Major international BNPL players, such as Klarna, suffered sharp declines in their market valuations last year. The Swedish company, which leads the vertical, was valued at US$6.7 billion in July 2022, compared with US$45.6 billion a year earlier.

This dramatic correction reflects investor concern about the business model of lending fintechs in general, as they are often vulnerable to defaults, and BNPL companies in particular, as they typically burn through funds quickly as they place credits.

However, the Kueski and Aplazo executives say they’re business models are solid, given their personalization of credit and knowledge of the Mexican market, and that unlike Klarna, they charge interest not only to the merchant but also to the end user.
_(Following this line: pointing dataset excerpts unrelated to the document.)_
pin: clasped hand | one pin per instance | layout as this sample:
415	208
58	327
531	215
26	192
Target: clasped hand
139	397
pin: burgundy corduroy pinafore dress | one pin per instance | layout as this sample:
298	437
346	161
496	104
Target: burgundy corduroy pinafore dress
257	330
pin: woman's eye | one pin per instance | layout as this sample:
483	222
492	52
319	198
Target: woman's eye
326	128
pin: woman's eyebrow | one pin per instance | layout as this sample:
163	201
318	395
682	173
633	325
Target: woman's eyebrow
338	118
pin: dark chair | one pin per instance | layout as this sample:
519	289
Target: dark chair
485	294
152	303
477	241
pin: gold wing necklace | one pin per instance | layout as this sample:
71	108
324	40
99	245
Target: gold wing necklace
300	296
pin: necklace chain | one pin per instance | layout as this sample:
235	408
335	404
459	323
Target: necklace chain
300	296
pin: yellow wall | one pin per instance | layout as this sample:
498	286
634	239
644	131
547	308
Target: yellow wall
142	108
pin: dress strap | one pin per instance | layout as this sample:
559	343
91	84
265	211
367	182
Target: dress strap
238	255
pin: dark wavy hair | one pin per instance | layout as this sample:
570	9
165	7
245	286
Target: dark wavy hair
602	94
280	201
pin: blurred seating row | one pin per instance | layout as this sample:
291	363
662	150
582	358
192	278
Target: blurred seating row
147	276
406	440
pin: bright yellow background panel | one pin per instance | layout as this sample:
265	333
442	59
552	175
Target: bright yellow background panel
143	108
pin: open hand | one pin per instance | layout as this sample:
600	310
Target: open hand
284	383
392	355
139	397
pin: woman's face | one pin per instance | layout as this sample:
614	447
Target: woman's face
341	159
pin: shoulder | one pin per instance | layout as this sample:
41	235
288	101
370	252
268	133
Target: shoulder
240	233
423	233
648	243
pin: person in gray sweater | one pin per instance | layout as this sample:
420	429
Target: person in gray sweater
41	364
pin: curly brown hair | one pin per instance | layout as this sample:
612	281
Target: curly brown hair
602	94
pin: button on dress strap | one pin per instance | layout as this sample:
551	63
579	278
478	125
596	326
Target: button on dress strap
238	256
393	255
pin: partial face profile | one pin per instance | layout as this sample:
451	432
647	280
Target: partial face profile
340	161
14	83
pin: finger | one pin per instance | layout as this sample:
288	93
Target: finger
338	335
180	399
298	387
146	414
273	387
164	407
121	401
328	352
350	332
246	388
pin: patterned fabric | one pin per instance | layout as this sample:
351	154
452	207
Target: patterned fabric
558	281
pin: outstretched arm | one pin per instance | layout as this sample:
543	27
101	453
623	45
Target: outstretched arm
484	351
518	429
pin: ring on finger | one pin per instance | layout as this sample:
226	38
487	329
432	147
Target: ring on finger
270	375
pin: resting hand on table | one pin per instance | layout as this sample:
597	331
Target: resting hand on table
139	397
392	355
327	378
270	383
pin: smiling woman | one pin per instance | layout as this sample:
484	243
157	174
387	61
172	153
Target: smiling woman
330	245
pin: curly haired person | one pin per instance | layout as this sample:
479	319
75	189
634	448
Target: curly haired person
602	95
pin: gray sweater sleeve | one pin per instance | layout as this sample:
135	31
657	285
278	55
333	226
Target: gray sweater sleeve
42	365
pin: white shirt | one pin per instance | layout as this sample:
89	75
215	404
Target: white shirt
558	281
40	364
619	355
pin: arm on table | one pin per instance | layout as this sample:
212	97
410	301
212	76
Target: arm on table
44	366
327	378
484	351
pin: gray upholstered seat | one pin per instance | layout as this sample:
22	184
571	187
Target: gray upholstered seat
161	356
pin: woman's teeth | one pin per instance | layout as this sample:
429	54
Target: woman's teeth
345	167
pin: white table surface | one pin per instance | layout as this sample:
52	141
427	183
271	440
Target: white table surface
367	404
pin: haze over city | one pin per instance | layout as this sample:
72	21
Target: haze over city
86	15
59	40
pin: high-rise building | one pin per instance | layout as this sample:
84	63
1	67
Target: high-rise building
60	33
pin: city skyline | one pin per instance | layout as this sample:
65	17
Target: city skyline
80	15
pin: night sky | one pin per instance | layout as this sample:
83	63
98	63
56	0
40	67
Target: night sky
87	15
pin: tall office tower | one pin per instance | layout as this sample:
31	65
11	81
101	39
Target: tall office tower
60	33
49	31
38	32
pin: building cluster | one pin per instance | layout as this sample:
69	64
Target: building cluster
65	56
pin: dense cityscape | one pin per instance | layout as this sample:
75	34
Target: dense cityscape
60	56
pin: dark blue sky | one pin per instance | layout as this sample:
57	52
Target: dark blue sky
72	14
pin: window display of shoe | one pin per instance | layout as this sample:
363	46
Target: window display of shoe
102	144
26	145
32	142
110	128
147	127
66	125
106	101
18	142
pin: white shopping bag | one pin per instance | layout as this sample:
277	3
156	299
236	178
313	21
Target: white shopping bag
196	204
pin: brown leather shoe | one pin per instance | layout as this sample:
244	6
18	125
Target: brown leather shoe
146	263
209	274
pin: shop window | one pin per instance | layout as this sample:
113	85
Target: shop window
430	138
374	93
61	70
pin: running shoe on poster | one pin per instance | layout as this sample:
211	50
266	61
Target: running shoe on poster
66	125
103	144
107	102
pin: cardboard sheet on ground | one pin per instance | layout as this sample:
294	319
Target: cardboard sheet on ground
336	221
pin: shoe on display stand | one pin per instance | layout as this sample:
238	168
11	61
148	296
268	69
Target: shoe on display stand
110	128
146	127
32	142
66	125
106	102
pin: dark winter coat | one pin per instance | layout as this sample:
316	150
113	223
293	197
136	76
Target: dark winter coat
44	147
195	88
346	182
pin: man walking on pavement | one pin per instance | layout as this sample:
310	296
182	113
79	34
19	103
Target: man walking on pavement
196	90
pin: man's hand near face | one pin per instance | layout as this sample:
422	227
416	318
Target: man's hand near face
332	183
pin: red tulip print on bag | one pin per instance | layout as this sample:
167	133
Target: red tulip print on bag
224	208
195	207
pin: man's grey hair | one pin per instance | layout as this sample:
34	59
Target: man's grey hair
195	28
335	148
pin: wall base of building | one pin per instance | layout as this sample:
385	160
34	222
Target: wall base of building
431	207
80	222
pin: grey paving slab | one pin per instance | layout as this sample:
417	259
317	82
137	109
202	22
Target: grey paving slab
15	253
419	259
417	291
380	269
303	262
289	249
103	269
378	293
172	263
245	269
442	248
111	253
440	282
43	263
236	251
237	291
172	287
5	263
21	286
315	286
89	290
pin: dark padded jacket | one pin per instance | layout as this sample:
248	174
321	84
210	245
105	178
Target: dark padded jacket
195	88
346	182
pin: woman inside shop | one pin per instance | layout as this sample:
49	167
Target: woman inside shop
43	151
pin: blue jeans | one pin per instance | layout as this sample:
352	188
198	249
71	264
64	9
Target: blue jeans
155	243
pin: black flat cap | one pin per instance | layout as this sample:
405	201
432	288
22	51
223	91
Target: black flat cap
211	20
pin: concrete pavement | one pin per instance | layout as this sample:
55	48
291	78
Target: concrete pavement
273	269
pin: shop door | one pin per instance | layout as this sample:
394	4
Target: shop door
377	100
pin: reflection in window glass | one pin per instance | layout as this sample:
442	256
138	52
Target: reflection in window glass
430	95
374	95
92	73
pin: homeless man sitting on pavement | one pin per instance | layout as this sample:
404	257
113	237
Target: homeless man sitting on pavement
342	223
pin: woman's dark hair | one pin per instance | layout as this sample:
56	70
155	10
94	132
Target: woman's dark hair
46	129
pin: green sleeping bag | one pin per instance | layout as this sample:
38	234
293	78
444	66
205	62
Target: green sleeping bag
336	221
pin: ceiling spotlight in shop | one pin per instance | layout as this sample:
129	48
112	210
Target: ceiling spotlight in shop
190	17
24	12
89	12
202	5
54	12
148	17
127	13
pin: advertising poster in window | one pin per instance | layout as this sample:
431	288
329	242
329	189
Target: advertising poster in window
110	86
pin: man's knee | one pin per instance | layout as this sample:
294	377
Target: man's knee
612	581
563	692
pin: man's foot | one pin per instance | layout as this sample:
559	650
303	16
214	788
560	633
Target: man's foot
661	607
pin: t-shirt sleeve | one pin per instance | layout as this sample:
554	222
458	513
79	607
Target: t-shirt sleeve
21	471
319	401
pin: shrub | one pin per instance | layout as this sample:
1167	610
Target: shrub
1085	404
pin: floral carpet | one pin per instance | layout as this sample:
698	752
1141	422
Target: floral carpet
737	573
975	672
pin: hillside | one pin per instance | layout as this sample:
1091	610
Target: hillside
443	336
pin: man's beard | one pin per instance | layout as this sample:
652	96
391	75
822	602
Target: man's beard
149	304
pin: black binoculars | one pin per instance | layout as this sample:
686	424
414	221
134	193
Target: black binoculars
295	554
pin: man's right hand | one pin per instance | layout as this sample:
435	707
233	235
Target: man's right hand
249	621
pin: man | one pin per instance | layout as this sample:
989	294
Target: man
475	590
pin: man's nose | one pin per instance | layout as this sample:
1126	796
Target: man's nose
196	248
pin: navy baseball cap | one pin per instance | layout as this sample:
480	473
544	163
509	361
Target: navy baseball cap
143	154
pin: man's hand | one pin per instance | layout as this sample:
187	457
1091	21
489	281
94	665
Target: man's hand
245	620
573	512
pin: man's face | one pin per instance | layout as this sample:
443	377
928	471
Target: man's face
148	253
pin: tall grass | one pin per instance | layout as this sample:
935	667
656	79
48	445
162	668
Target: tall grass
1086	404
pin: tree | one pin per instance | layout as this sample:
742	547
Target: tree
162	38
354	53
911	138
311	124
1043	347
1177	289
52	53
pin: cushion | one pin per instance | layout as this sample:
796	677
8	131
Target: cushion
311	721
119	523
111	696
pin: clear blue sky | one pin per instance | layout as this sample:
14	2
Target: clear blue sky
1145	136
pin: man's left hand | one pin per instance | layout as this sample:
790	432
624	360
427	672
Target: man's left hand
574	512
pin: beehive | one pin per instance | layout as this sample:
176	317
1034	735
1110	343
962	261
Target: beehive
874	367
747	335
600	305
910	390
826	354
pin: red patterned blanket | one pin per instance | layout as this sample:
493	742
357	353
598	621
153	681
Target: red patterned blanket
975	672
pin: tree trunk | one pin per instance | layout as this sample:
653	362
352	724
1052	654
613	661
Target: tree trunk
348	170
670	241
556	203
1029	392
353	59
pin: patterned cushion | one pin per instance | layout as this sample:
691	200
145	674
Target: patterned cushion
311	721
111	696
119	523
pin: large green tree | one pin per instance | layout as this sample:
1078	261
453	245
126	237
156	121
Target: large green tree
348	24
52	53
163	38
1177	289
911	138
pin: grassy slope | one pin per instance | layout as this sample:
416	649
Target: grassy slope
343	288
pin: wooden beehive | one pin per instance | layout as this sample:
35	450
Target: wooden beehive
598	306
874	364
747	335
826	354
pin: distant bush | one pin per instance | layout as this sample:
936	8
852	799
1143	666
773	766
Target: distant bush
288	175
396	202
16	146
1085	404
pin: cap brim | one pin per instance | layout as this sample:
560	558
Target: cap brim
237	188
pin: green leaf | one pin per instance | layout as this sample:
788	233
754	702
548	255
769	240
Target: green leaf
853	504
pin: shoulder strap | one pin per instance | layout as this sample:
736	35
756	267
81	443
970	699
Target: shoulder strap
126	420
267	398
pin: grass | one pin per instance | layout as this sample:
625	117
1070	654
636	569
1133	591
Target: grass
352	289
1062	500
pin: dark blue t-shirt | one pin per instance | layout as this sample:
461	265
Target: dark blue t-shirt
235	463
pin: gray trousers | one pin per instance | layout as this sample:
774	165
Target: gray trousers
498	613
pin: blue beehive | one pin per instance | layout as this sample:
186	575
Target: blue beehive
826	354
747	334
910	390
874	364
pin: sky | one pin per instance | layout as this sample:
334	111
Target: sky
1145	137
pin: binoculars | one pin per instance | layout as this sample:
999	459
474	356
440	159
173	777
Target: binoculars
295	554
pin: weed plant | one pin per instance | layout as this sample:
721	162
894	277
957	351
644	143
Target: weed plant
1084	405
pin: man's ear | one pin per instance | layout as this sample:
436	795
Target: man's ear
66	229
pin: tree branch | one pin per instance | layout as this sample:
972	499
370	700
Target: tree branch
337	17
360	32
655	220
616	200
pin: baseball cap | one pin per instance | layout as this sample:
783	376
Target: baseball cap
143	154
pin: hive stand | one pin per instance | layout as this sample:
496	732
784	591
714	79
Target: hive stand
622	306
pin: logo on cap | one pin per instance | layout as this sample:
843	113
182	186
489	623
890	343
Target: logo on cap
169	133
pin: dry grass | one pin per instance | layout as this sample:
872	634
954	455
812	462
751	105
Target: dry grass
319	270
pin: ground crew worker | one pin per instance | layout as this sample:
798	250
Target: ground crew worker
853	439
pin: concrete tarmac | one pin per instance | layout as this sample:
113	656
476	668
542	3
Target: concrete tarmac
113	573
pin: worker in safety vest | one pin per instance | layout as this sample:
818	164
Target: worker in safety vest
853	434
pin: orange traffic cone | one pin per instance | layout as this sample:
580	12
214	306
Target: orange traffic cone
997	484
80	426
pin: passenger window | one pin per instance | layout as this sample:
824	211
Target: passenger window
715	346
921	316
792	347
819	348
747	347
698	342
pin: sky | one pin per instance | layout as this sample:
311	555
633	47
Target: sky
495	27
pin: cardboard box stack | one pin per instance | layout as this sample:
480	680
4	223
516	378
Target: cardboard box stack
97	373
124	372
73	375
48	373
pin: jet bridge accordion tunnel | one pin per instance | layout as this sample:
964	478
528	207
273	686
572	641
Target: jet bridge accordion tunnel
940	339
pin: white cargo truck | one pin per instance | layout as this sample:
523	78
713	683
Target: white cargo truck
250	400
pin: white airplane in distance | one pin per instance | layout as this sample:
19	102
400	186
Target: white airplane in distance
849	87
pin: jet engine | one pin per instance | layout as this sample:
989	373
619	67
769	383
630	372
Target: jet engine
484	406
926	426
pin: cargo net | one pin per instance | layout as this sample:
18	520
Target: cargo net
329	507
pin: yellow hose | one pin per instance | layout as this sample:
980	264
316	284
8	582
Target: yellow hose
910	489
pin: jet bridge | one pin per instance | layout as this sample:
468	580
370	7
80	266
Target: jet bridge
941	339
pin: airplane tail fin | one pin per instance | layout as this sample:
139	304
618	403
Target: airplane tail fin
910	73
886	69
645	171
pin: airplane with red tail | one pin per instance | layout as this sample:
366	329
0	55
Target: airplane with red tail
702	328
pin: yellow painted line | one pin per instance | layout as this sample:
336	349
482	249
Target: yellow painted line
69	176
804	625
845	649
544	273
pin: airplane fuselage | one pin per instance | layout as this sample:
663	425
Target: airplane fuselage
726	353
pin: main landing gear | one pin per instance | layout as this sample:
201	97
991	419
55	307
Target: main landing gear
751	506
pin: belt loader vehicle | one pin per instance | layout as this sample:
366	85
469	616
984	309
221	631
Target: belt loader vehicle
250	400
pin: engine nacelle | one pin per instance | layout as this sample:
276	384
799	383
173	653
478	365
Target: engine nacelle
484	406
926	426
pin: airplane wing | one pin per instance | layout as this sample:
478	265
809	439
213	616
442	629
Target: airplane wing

“What global players normally try to do is have the same model in all countries,” Kueski’s Ibarra says.

The Swedish fintech generates income by charging merchants a fee and offers end-users interest-free purchases when they register a debit or credit card and make the initial payment at the time of purchase. However, this constrains the fintech’s direct profit margin, according to Ibarra.

“We can monetize both with the business and with the final consumer and this gives us a lot of flexibility to monetize a loan in the right way and have healthy indicators,” says Aplazo’s Wieland.

As a result, Aplazo’s lending, and the number of affiliated businesses, increased five fold last year, Wieland says. Nevertheless, he acknowledges it’s a difficult environment for fintech companies.

“You definitely have to be very cautious and follow the market signals. You also have to be quite open-minded in order to adapt. But it’s not an issue just for BNPL,” he adds.